Inactivation of the tumor suppressor p53 through somatic mutations is observed in approximately half of cancers. The finding that p53 mutations sometimes occur in tumor-associated fibroblasts and are correlated with an increased rate of metastases and poor prognosis suggests that p53 dysfunction in the tumor microenvironment promotes tumor establishment and progression.
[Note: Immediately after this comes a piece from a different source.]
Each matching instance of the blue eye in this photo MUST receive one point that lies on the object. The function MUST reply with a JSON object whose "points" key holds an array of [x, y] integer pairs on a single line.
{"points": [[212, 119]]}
In studying the potential role of p53 inactivation in the tumor microenvironment, Guo and colleagues compared the growth of subcutaneously inoculated B16F1 melanoma in p53-null and wild-type mice. Tumor growth was markedly accelerated in p53-nullmice and was correlated with marked increases in CD11b+Gr-1+ myeloid-derived suppressor cells, FoxP3+ regulatory T cells, and loss of effector function compared with wild-type mice.
The increased immunotolerance of the tumor microenvironment was associated with marked expansion of a specialized stromal network in the tumor and spleen. These stromal cells expressed markers of fibroblastic reticular cells of lymphoid organs and were readily expanded in culture from p53-null but not wild-type mice. The cells produced high levels of inflammatory cytokines/chemokines and immunosuppressive molecules that enhanced myeloid-derived suppressor cell differentiation; further, the cells significantly accelerated tumor progression in wild-type mice when injected along with B16F1.
The investigators concluded, “Together, our results show that tumor-stroma interaction in hosts with dysfunctional p53 exacerbates immunosuppression by expanding the lymphoid-like stromal network that enhances [myeloid-derived suppressor cell] differentiation and tumor progression.” ■
Guo G, Marrero L, Rodriguez P, et al: Trp53 inactivation in the tumor microenvironment promotes tumor progression by expanding the immunosuppressive lymphoid-like stromal network. Cancer Res 73:1668-1675, 2013.